Choosing between port and wrapper

If you work on an NLP project in Python you can choose between Python port and Python wrapper. Python port is what pystempel tries to achieve: translation from Java implementation to Python. Python wrapper is what I used in tests: Python functions to call the original Java implementation of stemmer. You can find more about wrappers and ports in Stackoverflow comparision post. Here, I compare both approaches to help you decide:

  • Same accuracy. I have verified Python port by comparing its output with output of original Java implementation for 331224 words from Free Polish dictionary (sjp.pl) and for 100% of words it returns same output.

  • Similar performance.
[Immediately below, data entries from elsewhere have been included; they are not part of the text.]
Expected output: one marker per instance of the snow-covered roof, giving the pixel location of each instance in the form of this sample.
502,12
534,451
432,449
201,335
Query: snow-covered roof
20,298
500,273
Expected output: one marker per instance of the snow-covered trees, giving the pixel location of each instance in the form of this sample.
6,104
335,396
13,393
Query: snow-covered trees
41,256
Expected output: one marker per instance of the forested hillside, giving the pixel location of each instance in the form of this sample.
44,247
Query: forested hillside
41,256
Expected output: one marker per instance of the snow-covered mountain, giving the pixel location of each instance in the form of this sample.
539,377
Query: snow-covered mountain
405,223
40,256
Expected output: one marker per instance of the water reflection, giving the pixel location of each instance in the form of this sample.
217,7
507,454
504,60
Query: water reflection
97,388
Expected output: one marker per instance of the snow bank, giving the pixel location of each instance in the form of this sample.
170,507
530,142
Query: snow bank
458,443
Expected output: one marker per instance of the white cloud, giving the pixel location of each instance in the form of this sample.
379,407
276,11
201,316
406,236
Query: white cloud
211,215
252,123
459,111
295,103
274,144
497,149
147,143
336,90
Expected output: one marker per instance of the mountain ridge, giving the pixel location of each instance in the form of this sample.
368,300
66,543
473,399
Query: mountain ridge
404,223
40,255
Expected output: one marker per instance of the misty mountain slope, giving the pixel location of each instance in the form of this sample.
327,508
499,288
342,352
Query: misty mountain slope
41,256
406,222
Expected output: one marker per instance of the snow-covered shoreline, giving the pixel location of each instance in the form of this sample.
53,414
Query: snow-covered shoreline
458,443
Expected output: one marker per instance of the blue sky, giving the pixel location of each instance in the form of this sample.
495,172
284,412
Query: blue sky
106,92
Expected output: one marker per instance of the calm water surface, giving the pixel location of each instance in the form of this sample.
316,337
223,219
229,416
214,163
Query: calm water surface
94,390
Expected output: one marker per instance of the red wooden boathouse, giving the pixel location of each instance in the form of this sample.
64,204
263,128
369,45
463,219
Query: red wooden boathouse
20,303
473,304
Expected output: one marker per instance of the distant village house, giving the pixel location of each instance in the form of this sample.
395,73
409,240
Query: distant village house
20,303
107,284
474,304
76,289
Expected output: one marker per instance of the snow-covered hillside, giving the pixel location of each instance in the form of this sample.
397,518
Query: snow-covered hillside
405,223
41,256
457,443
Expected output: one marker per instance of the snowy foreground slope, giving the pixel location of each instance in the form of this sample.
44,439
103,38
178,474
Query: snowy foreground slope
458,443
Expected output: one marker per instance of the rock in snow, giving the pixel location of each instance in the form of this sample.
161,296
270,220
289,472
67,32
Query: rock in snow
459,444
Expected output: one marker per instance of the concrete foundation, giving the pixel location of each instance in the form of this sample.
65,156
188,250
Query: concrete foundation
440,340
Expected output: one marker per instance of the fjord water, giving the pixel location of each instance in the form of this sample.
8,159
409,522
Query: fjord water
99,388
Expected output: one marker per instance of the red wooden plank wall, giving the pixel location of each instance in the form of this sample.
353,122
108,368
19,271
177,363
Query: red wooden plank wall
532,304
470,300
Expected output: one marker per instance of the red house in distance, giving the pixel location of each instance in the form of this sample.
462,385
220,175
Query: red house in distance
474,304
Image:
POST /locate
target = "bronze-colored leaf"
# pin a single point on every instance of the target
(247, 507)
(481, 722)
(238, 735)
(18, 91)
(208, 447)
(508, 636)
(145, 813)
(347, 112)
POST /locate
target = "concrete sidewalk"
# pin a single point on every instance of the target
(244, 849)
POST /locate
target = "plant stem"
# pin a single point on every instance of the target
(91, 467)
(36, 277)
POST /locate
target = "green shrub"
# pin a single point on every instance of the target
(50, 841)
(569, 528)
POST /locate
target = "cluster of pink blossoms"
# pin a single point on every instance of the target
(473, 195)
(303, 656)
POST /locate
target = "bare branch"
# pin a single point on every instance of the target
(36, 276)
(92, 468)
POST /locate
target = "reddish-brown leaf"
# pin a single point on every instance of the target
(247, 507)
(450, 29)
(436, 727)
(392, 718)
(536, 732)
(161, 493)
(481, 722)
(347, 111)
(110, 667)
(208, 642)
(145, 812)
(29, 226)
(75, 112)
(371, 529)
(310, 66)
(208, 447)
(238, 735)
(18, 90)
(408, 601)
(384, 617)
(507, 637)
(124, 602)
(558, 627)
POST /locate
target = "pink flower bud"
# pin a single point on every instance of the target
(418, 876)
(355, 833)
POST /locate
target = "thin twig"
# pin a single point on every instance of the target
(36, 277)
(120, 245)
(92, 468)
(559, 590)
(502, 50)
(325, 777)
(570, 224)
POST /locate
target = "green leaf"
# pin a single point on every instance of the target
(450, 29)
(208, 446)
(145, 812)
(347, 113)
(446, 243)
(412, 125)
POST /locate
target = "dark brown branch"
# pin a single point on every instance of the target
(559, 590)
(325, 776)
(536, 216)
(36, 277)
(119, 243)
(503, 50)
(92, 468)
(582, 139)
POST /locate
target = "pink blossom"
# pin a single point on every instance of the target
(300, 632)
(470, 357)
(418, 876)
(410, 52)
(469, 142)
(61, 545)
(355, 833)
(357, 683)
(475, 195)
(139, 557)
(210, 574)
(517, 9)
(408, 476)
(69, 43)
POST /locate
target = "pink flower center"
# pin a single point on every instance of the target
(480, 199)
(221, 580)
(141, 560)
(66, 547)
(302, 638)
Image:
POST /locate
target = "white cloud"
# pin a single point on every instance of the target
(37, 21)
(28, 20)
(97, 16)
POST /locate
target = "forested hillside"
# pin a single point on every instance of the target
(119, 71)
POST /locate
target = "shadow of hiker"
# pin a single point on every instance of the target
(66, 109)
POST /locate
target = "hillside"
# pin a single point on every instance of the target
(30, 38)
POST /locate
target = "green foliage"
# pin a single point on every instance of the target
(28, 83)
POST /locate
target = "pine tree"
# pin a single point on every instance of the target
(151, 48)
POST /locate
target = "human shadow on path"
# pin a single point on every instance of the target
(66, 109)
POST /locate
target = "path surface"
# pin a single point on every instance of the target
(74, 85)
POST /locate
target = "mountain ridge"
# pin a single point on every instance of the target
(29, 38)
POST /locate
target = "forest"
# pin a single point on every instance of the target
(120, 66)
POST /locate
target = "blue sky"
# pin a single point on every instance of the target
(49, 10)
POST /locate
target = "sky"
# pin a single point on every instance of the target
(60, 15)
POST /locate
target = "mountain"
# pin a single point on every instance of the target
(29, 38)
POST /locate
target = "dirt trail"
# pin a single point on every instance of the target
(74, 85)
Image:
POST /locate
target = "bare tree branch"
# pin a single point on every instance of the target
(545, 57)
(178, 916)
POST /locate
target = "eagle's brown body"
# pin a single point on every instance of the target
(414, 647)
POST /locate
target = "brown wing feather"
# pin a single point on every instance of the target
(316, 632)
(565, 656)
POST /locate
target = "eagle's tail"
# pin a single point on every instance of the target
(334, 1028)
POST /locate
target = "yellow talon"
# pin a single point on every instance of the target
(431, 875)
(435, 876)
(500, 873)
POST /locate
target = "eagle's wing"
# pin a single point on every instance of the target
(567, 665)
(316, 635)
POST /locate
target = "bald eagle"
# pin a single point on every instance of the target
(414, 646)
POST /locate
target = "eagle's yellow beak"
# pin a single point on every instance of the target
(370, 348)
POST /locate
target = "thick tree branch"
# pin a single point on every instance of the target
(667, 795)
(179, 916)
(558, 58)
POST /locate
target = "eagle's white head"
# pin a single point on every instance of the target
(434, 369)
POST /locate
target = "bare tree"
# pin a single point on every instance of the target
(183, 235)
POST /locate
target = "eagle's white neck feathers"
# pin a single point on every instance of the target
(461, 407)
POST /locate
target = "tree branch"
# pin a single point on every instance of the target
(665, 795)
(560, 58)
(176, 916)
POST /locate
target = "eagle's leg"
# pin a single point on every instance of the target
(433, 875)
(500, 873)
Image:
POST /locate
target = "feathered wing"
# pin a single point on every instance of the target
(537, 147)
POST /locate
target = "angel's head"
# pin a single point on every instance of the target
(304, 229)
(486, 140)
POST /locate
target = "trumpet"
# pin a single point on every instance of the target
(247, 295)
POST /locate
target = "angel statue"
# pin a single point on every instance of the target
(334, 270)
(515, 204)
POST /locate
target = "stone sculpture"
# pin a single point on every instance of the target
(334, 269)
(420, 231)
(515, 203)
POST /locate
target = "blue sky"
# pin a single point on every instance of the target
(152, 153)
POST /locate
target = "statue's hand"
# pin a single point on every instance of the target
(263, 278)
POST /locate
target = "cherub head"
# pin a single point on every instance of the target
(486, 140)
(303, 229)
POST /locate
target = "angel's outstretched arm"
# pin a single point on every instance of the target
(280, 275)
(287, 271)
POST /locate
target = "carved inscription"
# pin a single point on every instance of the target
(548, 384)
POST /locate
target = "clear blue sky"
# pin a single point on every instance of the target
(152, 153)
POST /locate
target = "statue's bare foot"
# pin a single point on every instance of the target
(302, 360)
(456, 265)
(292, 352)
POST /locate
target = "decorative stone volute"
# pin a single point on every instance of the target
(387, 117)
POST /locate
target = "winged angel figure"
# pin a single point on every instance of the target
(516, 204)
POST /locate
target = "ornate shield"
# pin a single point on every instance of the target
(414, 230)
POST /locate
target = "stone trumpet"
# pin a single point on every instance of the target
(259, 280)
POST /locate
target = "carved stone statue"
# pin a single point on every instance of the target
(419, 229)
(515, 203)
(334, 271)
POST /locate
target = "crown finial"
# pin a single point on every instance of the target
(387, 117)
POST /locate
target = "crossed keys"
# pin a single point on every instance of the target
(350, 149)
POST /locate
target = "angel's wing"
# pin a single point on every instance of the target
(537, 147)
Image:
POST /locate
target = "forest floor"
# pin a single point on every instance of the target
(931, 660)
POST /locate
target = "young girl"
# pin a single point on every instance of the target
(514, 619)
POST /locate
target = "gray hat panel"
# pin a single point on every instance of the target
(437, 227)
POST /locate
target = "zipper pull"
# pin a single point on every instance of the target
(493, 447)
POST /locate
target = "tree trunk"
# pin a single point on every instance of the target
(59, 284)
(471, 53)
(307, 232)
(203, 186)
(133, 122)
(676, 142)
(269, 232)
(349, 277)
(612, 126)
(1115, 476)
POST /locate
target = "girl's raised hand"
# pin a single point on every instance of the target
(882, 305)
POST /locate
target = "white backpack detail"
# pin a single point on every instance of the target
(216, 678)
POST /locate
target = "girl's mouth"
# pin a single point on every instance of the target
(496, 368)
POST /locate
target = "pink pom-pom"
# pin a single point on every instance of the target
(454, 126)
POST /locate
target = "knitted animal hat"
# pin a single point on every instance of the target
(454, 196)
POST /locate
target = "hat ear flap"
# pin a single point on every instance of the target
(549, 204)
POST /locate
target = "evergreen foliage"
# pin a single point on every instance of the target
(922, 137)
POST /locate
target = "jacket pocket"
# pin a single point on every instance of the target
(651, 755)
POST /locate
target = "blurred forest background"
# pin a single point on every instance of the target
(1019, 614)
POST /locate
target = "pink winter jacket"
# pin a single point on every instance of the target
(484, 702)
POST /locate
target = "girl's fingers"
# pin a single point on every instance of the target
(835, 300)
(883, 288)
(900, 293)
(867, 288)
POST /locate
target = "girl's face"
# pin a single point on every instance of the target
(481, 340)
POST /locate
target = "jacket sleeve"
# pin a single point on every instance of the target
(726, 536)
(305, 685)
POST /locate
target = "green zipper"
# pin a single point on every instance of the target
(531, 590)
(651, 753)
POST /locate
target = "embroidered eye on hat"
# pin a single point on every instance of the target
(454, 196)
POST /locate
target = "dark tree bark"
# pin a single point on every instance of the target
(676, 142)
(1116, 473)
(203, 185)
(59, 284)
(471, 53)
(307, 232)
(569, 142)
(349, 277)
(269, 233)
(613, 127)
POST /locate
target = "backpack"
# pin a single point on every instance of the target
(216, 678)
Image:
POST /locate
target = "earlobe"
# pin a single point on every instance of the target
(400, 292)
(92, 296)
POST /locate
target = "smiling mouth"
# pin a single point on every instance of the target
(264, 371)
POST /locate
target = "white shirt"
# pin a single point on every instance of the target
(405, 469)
For mentioned dataset both stemmer versions achieved comparable performance. Python port completed stemming in 4.4 seconds, while Python wrapper – in 5 seconds (Intel Core i5-6000 3.30 GHz, 16GB RAM, Windows 10, OpenJDK)

  • Different setup. Python wrapper requires additionally installation of Cython and pyjnius. Python wrapper will make also debugging harder (switching between two programming languages).

Development setup

To setup environment for development you will need Anaconda installed.

conda env create --file environment.yml
conda activate pystempel-env

To run tests:

curl https://repo1.maven.org/maven2/org/apache/lucene/lucene-analyzers-stempel/8.1.1/lucene-analyzers-stempel-8.1.1.jar > stempel-8.1.1.jar
python -m pytest ./

To run benchmark:

set PYTHONPATH=%PYTHONPATH%;%cd%
python tests\test_benchmark.py

Licensing

Alternatives

  • Estem is Erlang wrapper (not port) for Stempel stemmer.

  • pl_stemmer is a Python stemmer based on Porter’s Algorithm.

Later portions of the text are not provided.